Bear hunting will soon be legal in Florida after state wildlife regulators approved the idea at a meeting in Jacksonville Wednesday.
Florida Fish and Wildlife Conservation commissioners listened to a staff presentation that included hunting as a way to manage the black bear population and reduce the number of human-bear encounters. “Bear hunting can be one tool, one part of a comprehensive approach that helps with bear conflict but we are not proposing hunting as a means to solve conflicts particularly in suburban areas where staff is not thinking we’re going to have hunters out in suburban neighborhoods where these conflicts are occurring”, said Dr. Thomas Eason Director, Division of Habitat and Species Conservation.

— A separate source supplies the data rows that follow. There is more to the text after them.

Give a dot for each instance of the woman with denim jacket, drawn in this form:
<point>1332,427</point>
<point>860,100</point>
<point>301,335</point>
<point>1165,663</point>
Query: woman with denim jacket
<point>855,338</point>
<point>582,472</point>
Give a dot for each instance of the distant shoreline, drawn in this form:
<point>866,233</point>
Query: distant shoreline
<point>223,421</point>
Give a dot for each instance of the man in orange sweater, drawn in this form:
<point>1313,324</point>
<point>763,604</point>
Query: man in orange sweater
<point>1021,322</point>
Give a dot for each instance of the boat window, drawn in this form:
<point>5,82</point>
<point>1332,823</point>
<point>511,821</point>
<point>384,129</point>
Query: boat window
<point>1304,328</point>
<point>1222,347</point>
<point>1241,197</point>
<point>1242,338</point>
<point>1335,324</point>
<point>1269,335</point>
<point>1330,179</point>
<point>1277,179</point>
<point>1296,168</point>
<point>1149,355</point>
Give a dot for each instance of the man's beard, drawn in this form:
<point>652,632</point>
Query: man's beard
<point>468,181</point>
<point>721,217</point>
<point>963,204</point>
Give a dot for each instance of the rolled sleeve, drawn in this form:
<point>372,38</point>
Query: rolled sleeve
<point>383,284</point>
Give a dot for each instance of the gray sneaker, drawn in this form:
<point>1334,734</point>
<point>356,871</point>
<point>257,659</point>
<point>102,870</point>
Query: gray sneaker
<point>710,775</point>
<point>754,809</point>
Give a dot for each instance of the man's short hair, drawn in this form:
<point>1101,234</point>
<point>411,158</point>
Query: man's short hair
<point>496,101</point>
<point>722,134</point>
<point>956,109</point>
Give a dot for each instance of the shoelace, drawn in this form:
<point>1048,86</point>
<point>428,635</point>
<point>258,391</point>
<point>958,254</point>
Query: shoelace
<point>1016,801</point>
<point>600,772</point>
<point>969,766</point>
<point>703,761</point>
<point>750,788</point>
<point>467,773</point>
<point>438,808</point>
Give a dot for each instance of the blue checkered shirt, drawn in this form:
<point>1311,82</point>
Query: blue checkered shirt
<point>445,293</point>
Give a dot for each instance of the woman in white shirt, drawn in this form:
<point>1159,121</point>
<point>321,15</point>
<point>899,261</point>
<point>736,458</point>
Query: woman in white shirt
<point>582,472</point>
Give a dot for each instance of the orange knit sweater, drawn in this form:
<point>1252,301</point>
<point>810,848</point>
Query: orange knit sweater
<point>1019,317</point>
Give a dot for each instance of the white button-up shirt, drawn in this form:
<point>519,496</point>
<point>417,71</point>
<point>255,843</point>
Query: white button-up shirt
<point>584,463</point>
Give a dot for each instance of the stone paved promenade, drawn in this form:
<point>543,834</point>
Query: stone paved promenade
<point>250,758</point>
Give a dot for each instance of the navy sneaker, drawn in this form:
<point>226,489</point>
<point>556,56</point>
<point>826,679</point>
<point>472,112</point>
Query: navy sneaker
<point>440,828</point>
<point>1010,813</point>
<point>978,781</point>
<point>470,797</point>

The commission is also considering letting property owners use non-lethal means to scare away bears, including paintball guns and slingshots. Property owners could also apply for permission to permanently remove bears when other, non-lethal methods fail. The idea of killing bears because they wander into populated areas looking for food and then refuse to leave infuriates Apopka, Florida resident Velva Peterson.

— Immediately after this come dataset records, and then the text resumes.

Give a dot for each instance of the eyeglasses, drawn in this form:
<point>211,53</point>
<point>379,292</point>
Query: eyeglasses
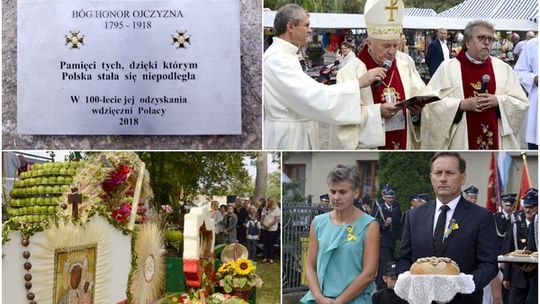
<point>483,38</point>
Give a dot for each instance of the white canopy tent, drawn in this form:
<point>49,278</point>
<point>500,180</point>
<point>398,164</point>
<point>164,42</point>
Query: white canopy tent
<point>352,21</point>
<point>493,9</point>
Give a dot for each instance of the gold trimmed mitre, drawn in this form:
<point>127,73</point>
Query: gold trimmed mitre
<point>384,18</point>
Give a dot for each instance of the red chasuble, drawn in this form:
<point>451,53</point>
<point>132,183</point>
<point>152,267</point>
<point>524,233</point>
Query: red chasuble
<point>391,85</point>
<point>482,127</point>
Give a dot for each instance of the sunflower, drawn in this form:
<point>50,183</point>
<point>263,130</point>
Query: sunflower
<point>244,266</point>
<point>225,267</point>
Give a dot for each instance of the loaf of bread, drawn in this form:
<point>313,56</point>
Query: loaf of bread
<point>434,266</point>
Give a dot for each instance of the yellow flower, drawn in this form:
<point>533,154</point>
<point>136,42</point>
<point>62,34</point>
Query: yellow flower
<point>225,267</point>
<point>350,235</point>
<point>244,266</point>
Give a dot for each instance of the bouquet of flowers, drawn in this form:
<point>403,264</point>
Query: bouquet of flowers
<point>107,181</point>
<point>238,275</point>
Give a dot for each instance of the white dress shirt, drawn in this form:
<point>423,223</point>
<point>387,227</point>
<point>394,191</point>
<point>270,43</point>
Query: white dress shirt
<point>452,204</point>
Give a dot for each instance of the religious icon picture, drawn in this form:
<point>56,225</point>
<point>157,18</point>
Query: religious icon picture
<point>74,275</point>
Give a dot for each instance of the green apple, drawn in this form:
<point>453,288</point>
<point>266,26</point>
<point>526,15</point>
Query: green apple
<point>40,190</point>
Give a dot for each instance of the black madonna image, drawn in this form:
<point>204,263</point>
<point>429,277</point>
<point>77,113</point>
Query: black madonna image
<point>127,227</point>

“Why does the bear have to die", Peterson asked. "We have destroyed so much of their habitat, they’re forced to go someplace else. Where can they go? People are the problem. We just continue to do what we feel like doing and the bear has to suffer.”
There have been four serious bear attacks in Florida in the past 13 months. And this past September, a 300-pound black bear was removed from a fenced in enclosure outside a Jacksonville Beach condominium and relocated to a wooded area near Starke. The bear was later euthanized after turning up in Green Cove Springs.